In the late hours of Thursday, July 22, David Derosia bid farewell to his mother, Lorelei Johnson. They embraced while his friends waited in the car. David, known for his responsibility, hard work, and dedication to caring for his mother while battling Lyme disease, left for a journey that would ultimately end in tragedy. This article explores the events surrounding the ill-fated Woodstock ‘99 festival, where David’s life took a tragic turn and the festival itself spiraled into chaos and controversy.
The year was 1999, and Woodstock ‘99 was set to celebrate the 30th anniversary of the iconic Woodstock Festival of 1969. Initially intended to be a peaceful and love-filled event, it transformed into a spectacle of rioting and violence that left a lasting impact on the festival’s legacy.
David documented his experiences in a journal, detailing the chaotic scenes of naked and intoxicated attendees, failed attempts at rest due to the constant noise, and the challenging conditions within the camping area. The festival site, located at Griffiss Air Force Base in Rome, New York, was already in disarray due to high temperatures and humidity, reaching 38 degrees Celsius.
David’s journal entries express his excitement about upcoming performances, particularly Metallica. However, on the evening of July 24, while Metallica played on stage, David collapsed. Medical personnel struggled to provide adequate care due to his restless state. His heart rate soared to 180 beats per minute, and he was eventually airlifted to the University Hospital. Unfortunately, David succumbed to hyperthermia on Monday, July 26, 1999.
In the aftermath, Lorelei Johnson, David’s mother, filed a lawsuit against concert promoters and doctors, alleging negligence in providing adequate water and medical care. This legal battle continues to this day, leaving David’s mother devastated by the loss of her son. Unfortunately, David was not the only casualty of Woodstock ‘99. Tara Weaver died in a hit-and-run incident, and a 44-year-old man suffered a fatal heart attack at the campground.
Woodstock ‘99, intended as a commemoration, became a stark contrast to the peaceful and loving atmosphere of the original Woodstock. The festival faced numerous shortcomings, including a lack of shaded areas, poor water and sanitation facilities, and exorbitant prices for food and beverages. The aggressive and violent performances by some artists, combined with the rowdy behavior of attendees, led to a festival atmosphere that was far from the intended celebration of music and peace.

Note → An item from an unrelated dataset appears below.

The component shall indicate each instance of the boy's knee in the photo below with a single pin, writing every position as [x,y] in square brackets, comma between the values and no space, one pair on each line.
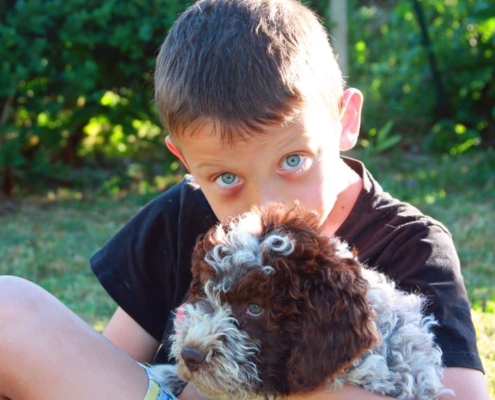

The breaking point occurred during Limp Bizkit’s performance on July 24. Fred Durst’s provocative behavior, combined with an unruly crowd, resulted in violence, destruction of property, and chaos. The situation worsened during the Red Hot Chili Peppers’ performance on July 25, culminating in a massive fire that destroyed stages and tents.
Woodstock ‘99 ended in turmoil, with attendees expressing their dissatisfaction with the uncomfortable and unhealthy conditions. The promised surprise at the end, a screening of Jimi Hendrix’s Woodstock ‘69 performance, further angered the already frustrated crowd. The ensuing riots and looting prompted a response from the state police, resulting in numerous arrests and injuries.
Woodstock ‘99 stands as a stark reminder of how a festival designed to celebrate music and unity can devolve into chaos and tragedy. David Derosia’s untimely death, along with the other unfortunate incidents, serves as a somber chapter in the history of music festivals, prompting reflections on the need for better organization, security, and respect for the original spirit of Woodstock.